Keyboard shortcuts

Press or to navigate between chapters

Press S or / to search in the book

Press ? to show this help

Press Esc to hide this help

Generate Embeddings

Generate vector embeddings by running a model over text columns from a registered source. Results are persisted to Parquet with sidecar ANN indexes for fast similarity search.

Basic usage

Rust

#![allow(unused)]
fn main() {
extern crate jammi_db;
extern crate jammi_ai;
extern crate tokio;
use jammi_ai::session::InferenceSession;
async fn ex(session: &InferenceSession) -> jammi_db::error::Result<()> {
let record = session.generate_text_embeddings(
    "patents",
    "sentence-transformers/all-MiniLM-L6-v2",
    &["abstract".to_string()],
    "id",
).await?;

println!("Embedded {} rows, {} dimensions", record.row_count, record.dimensions.unwrap());
Ok(()) }
}

Python

db.generate_text_embeddings(
    source="patents",
    model="sentence-transformers/all-MiniLM-L6-v2",
    columns=["abstract"],
    key="id",
)

What gets created

Each call creates a timestamped Parquet file plus a sidecar ANN index bundle:

{artifact_dir}/jammi_db/
├── patents__embedding__all-MiniLM-L6-v2__20260325T120000.parquet
├── patents__embedding__all-MiniLM-L6-v2__20260325T120000.usearch
├── patents__embedding__all-MiniLM-L6-v2__20260325T120000.rowmap
└── patents__embedding__all-MiniLM-L6-v2__20260325T120000.manifest.json
  • Parquet file — source of truth. Contains _row_id, _source_id, _model_id, vector. Readable by external tools (DuckDB, Polars, pandas).
  • .usearch — USearch HNSW graph for ANN search.
  • .rowmap — maps internal USearch keys to _row_id strings.
  • .manifest.json — metadata (dimensions, count, metric, backend).
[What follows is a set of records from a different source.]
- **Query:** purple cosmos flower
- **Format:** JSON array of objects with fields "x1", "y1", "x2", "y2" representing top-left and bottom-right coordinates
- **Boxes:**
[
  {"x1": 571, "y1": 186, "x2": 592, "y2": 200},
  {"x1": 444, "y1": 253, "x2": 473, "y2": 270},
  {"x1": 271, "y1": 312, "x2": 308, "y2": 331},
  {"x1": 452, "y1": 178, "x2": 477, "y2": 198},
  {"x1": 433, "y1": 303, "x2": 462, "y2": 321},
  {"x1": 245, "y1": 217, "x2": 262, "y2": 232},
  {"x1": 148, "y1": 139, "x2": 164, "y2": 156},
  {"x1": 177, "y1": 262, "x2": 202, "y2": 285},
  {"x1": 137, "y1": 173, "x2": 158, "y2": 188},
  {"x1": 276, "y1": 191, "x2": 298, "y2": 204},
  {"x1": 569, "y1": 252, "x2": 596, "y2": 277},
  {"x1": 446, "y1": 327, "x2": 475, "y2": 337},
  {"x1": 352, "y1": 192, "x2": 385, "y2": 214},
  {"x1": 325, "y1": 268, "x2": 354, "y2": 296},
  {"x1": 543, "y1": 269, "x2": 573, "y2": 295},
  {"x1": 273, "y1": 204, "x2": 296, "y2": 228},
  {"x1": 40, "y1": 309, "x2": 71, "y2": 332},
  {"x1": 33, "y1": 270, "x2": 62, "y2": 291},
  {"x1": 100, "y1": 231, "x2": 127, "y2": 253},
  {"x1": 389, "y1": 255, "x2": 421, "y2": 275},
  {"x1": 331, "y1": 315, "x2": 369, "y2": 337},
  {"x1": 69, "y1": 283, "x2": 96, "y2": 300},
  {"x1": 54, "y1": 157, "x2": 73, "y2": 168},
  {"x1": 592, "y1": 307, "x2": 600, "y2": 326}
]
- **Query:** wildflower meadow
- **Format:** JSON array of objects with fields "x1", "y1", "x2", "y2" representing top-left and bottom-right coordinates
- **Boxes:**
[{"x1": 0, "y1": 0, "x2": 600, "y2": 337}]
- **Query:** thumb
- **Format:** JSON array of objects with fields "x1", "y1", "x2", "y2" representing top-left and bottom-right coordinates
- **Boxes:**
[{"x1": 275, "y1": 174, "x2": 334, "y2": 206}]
The sidecar files are disposable — deleting them falls back to brute-force exact search. The Parquet file is the only thing that matters.

Embedding table schema

ColumnTypeDescription
_row_idUtf8Key column value cast to string
_source_idUtf8Source identifier
_model_idUtf8Model identifier
vectorFixedSizeList(Float32, N)L2-normalized embedding vector

Failed rows (null or empty text) are excluded — only successfully embedded rows appear in the output.

Multiple text columns

Pass multiple column names to concatenate them (space-separated) before embedding:

Rust

#![allow(unused)]
fn main() {
extern crate jammi_db;
extern crate jammi_ai;
extern crate tokio;
use jammi_ai::session::InferenceSession;
async fn ex(session: &InferenceSession) -> jammi_db::error::Result<()> {
session.generate_text_embeddings(
    "papers",
    "sentence-transformers/all-MiniLM-L6-v2",
    &["title".to_string(), "abstract".to_string()],
    "doi",
).await?;
Ok(()) }
}

Python

db.generate_text_embeddings(
    source="papers",
    model="sentence-transformers/all-MiniLM-L6-v2",
    columns=["title", "abstract"],
    key="doi",
)

Multiple embedding tables

Each call creates a new table. Multiple tables can coexist for the same source (different models, different columns):

#![allow(unused)]
fn main() {
extern crate jammi_db;
extern crate jammi_ai;
extern crate tokio;
use jammi_ai::session::InferenceSession;
async fn ex(session: &InferenceSession) -> jammi_db::error::Result<()> {
session.generate_text_embeddings("patents", "all-MiniLM-L6-v2", &["abstract".into()], "id").await?;
session.generate_text_embeddings("patents", "bge-small-en-v1.5", &["title".into()], "id").await?;
Ok(()) }
}

When searching, the latest ready embedding table is used by default.

Supported models

Any encoder model on HuggingFace Hub with safetensors weights. Supported architectures:

BERT family — BERT, RoBERTa, DistilBERT, CamemBERT, XLM-RoBERTa:

  • sentence-transformers/all-MiniLM-L6-v2 (384-dim, fast)
  • sentence-transformers/all-mpnet-base-v2 (768-dim, higher quality)
  • BAAI/bge-small-en-v1.5, BAAI/bge-base-en-v1.5

ModernBERT — modernized encoder with rotary embeddings, 8192-token context, GeGLU:

  • answerdotai/ModernBERT-base (768-dim)
  • answerdotai/ModernBERT-large (1024-dim)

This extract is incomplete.